Ingredients:
- 4 lb. chicken (cut)
- 3 cups basmati rice
- 1 coconut
- salt
For Masala:
- 2 inch ginger
- 1 1/2 tsp. poppy seeds
- 4 pods cardamom
- 2 tsp. fennel seeds
- 1 1/2 garlics
- Cinnamon 2 " long
- 2 tsp mint leaves , chopped
- 2 green chillies
- 2 tsp cashew nuts
- 5- 7 cloves
- 1/2 cup coriander leaves, chopped
To Saute:
- 4 cloves
- 3 tsp cashew nuts
- 1 1/2 inches cinnamon
- 2 tsp butter
- 1 onion, chopped
- 1/4 tsp. turmeric powder
- 1 tsp mint leaves
- bay leaves
- 2 tsp coriander leaves
- 4 cardamom
Preparation:
Grind coconut pieces and extract 6 cups of milk.

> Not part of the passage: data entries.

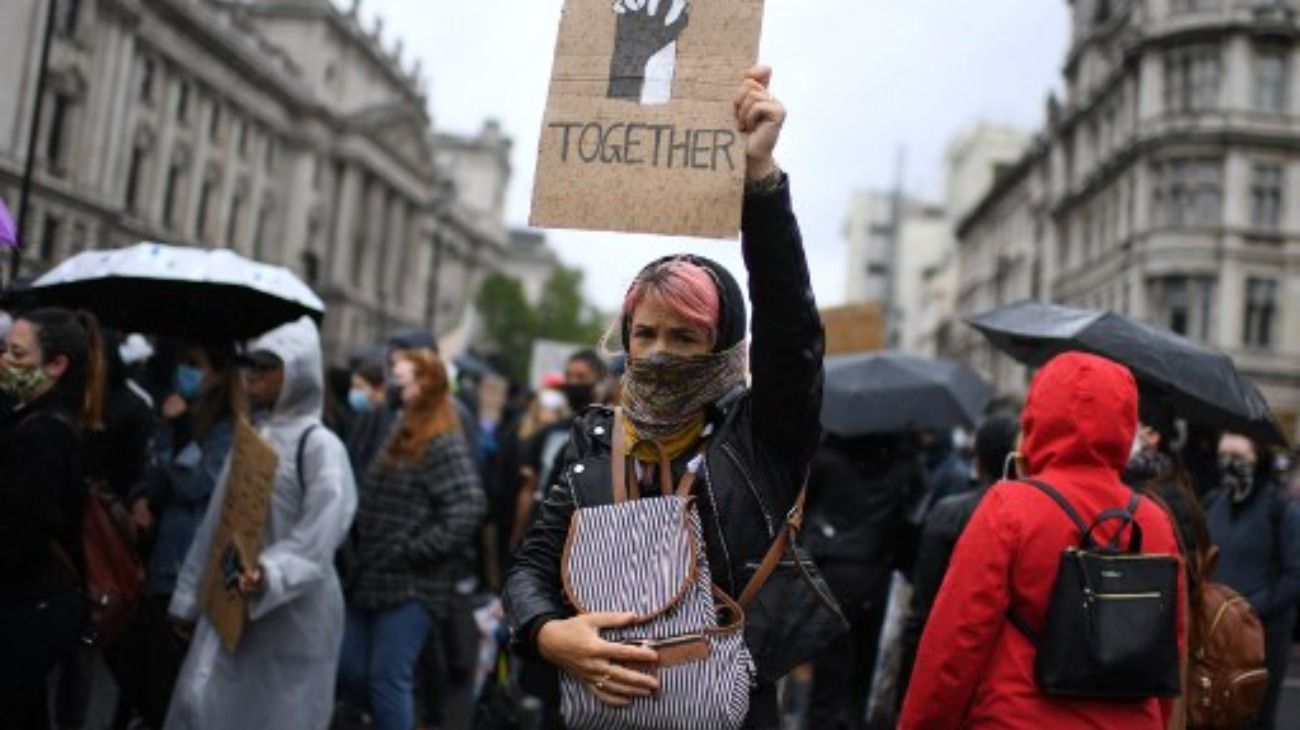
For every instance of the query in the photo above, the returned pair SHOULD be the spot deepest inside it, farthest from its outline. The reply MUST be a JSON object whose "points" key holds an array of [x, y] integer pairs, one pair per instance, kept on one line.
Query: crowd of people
{"points": [[385, 522], [407, 496]]}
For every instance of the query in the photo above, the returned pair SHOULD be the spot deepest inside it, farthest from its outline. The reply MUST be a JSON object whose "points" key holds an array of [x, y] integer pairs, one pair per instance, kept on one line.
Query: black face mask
{"points": [[579, 395]]}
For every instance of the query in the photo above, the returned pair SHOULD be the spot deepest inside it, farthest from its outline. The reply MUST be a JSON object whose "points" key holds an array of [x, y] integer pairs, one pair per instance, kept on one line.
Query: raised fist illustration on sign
{"points": [[645, 50]]}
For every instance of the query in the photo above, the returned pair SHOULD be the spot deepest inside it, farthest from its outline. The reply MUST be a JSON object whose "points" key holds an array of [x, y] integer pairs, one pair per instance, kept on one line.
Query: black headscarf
{"points": [[731, 300]]}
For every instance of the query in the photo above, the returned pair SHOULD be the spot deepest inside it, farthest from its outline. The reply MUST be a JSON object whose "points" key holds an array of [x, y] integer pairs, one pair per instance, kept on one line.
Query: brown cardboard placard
{"points": [[250, 485], [640, 134]]}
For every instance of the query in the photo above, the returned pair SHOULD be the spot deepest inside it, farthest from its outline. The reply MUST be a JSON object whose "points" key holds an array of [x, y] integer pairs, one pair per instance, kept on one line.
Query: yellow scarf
{"points": [[644, 450]]}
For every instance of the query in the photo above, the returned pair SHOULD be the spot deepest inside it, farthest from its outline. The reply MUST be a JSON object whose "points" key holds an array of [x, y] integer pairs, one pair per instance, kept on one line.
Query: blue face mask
{"points": [[358, 400], [189, 382]]}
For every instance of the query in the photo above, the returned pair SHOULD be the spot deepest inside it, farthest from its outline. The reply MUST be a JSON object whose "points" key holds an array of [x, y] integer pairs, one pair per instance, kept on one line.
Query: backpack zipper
{"points": [[1218, 615], [718, 522]]}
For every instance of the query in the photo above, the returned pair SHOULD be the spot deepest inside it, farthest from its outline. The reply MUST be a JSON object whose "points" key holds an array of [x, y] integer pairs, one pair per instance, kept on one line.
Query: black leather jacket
{"points": [[757, 456]]}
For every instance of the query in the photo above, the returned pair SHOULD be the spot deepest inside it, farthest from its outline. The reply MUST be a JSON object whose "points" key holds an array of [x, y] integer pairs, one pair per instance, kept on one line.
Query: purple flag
{"points": [[8, 234]]}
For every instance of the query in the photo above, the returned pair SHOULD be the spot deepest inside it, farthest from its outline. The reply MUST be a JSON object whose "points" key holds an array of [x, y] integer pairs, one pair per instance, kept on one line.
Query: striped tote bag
{"points": [[645, 556]]}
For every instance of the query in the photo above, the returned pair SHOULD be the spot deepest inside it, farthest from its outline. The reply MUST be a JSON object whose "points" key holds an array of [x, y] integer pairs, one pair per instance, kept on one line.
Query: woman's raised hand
{"points": [[759, 116], [575, 646]]}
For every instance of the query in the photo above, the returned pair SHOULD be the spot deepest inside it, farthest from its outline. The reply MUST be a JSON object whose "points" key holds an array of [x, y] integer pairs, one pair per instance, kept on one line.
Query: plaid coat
{"points": [[412, 524]]}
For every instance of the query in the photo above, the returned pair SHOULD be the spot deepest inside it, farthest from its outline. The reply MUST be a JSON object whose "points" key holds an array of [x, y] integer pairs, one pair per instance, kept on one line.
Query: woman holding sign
{"points": [[683, 327]]}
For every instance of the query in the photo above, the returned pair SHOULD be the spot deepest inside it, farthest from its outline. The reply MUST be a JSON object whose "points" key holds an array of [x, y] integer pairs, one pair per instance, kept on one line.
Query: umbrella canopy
{"points": [[1184, 378], [885, 392], [174, 290]]}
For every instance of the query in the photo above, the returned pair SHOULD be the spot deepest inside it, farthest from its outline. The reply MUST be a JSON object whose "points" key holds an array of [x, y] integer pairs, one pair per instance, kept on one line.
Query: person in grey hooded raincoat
{"points": [[282, 673]]}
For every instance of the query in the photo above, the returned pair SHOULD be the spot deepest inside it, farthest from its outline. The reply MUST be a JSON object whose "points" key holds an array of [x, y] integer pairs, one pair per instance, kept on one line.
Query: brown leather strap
{"points": [[793, 524], [688, 479], [619, 459]]}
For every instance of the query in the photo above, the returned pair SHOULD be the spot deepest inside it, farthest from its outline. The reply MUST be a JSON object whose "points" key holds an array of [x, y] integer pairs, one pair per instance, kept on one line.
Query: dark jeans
{"points": [[146, 661], [841, 672], [1277, 637], [73, 687], [40, 622], [377, 664]]}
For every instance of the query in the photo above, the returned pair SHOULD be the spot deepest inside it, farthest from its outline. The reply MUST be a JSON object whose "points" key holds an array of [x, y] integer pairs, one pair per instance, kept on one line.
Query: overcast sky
{"points": [[861, 78]]}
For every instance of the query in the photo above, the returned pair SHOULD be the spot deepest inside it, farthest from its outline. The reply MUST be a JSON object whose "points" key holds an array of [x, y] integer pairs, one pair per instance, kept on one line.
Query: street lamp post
{"points": [[34, 133]]}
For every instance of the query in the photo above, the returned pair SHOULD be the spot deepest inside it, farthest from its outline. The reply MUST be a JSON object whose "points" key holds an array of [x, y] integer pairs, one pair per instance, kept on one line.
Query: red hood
{"points": [[1082, 412]]}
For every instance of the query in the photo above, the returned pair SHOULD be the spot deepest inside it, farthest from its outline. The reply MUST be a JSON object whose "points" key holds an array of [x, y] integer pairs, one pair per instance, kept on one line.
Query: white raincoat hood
{"points": [[284, 670], [298, 344]]}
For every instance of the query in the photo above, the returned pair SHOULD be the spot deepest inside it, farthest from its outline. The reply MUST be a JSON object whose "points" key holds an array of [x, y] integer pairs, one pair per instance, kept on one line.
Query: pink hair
{"points": [[685, 289]]}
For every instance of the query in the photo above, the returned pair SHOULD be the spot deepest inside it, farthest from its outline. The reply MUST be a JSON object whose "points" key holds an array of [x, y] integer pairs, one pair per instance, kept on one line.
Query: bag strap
{"points": [[302, 455], [1129, 518], [623, 489], [793, 524], [619, 459], [1065, 504]]}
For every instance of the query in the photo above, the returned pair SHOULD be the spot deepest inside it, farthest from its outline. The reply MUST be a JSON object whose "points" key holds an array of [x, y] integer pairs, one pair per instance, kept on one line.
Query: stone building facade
{"points": [[901, 250], [1166, 186], [280, 129]]}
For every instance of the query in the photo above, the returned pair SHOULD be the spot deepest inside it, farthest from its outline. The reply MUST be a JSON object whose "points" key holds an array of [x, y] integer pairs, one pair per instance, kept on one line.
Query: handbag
{"points": [[1112, 625], [645, 556]]}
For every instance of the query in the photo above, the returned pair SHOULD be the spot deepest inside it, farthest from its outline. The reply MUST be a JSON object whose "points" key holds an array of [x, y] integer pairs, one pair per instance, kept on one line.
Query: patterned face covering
{"points": [[24, 383], [664, 395]]}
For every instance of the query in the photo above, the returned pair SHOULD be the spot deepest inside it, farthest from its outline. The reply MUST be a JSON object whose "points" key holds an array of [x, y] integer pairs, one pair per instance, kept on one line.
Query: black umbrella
{"points": [[887, 392], [1182, 377], [174, 290]]}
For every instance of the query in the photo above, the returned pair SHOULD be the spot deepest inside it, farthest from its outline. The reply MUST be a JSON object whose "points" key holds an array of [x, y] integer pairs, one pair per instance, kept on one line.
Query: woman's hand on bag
{"points": [[575, 646]]}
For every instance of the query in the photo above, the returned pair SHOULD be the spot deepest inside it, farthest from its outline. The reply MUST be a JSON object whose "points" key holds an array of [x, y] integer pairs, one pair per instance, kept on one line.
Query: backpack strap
{"points": [[1129, 518], [793, 524], [302, 456], [1084, 530]]}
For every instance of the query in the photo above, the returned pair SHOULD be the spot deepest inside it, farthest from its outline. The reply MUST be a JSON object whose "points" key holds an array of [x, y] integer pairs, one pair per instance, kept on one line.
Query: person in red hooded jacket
{"points": [[974, 669]]}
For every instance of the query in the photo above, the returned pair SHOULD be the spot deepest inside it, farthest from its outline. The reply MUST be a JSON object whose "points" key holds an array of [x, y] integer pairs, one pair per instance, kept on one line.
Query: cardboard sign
{"points": [[238, 535], [640, 134]]}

In a heavy bottomed pan, saute all above mentioned spices in
butter.
When they all turn into golden color, add the ground masala paste. Stir the
mixture.
After 2 mts add the well cleaned chicken pieces and salt. Keep
on stirring for 5 minutes. Add 2 cups of Coconut milk. When chicken is 3/4th cooked,
add the rest of the coconut milk.
When the whole mixture boils, add the rice. When rice is half cooked, remove and serve hot with Onion raita.